While only 5% of agents predicted spring 2020 housing sales to be slower than the previous year, the same question, asked just three weeks later, was in stark contrast.


Mid-March 2020.

44% of agents believing this spring will be slower than last.

And in February, 65% of agents expected home values to rise in the coming months. In contrast, the March poll showed much different results.

25% of agents still believed in an uptick in home values.

40% of agents responded that they think the U.S. will hit a recession by the end of the year

Versus only 12% in Q4 2019.


Current market conditions


A look at the March flash poll is telling, with 41% of agents seeing seller activity decline in their markets, and 45% seeing buyer activity slow to a trickle.
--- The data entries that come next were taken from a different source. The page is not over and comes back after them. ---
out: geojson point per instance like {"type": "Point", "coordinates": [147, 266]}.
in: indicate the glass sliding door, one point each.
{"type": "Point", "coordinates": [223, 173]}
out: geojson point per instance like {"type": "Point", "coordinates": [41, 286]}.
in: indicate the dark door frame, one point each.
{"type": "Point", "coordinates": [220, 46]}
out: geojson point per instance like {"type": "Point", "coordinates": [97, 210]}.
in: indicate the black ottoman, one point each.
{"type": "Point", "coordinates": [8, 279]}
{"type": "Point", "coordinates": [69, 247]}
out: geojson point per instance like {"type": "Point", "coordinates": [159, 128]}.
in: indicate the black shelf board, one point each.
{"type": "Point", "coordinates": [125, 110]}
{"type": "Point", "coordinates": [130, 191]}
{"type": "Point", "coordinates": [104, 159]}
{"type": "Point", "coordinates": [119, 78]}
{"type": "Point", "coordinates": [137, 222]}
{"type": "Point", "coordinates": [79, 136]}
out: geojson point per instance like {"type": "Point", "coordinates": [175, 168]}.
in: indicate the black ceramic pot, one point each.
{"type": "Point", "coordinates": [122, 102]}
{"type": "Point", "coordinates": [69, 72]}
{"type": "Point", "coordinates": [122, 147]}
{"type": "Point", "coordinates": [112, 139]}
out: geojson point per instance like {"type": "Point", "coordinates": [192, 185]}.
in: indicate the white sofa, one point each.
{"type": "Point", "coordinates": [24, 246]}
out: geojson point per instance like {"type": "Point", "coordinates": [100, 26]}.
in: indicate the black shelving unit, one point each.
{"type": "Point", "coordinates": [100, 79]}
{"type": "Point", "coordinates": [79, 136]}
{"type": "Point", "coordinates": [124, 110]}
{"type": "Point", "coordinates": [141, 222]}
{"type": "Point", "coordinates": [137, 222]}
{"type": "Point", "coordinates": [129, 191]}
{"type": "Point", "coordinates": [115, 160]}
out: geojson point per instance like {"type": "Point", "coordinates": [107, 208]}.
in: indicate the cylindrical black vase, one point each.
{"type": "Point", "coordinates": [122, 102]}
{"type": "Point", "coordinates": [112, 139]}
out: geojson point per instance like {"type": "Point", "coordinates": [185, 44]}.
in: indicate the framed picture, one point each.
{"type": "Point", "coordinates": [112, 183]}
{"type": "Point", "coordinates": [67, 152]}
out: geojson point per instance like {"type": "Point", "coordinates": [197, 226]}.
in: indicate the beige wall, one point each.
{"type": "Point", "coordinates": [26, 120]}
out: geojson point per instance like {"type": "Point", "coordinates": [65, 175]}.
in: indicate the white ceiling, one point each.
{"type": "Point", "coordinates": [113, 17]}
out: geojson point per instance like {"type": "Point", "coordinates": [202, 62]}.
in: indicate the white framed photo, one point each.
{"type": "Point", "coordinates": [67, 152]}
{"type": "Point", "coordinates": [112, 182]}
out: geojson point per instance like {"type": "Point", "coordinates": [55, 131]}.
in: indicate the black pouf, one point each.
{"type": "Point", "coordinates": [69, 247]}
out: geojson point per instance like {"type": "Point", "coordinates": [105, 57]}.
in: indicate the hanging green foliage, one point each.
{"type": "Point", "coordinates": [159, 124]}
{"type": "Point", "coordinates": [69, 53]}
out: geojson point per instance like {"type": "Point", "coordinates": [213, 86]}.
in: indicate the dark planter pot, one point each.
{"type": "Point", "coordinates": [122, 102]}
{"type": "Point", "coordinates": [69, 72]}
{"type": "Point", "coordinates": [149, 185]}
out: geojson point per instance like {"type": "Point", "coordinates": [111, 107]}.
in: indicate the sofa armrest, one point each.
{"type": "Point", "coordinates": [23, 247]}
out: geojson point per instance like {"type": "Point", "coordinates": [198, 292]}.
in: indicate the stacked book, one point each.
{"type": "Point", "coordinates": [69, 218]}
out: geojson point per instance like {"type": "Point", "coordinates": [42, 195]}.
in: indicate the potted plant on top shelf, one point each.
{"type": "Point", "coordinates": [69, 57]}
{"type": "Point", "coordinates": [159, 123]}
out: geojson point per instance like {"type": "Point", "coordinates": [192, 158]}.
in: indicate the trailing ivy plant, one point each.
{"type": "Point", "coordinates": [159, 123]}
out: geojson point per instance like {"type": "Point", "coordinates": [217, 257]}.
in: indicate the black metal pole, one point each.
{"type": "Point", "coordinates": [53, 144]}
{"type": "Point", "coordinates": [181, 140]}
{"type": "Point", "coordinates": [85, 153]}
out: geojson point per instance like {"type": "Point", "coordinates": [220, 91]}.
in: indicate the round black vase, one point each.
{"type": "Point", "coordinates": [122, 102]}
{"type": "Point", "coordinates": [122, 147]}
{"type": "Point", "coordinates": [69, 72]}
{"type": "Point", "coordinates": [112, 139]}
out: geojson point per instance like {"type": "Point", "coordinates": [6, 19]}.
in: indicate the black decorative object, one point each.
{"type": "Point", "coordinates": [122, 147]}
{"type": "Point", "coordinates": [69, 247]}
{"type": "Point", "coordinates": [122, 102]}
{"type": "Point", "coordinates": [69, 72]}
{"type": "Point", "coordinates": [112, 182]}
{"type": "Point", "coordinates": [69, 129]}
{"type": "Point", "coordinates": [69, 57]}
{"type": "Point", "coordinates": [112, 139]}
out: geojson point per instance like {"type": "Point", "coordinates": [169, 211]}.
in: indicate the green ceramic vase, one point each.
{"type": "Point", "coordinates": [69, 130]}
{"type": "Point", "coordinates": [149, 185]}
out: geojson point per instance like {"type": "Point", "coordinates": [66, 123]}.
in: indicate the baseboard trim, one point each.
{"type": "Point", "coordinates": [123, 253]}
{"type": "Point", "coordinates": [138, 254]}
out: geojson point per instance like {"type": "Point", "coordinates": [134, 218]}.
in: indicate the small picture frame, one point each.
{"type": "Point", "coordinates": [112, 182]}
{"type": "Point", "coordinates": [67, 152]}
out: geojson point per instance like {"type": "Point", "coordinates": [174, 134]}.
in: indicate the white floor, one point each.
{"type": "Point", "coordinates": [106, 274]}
Almost a quarter of agents have had sellers take their homes off the market in response to the coronavirus pandemic, while 52% have reported buyers putting their home searches on hold. 


And if you’re wondering how agents are adapting, the increasing number of people working from home is creating more demand for virtual home showings, making agents more reliant on technology than ever. Many have canceled open houses, opting for individual showings, and agents are proceeding with those showings with caution. This means arming themselves with gloves and plenty of hand sanitizer, as well as disinfecting homes before and after tours.


While the exact economic effects of the pandemic can’t be predicted, it’s almost certain that there will be a lull in real estate transactions. The best advice at this time is to pay close attention to your local market and be willing to adjust as the market continues to fluctuate.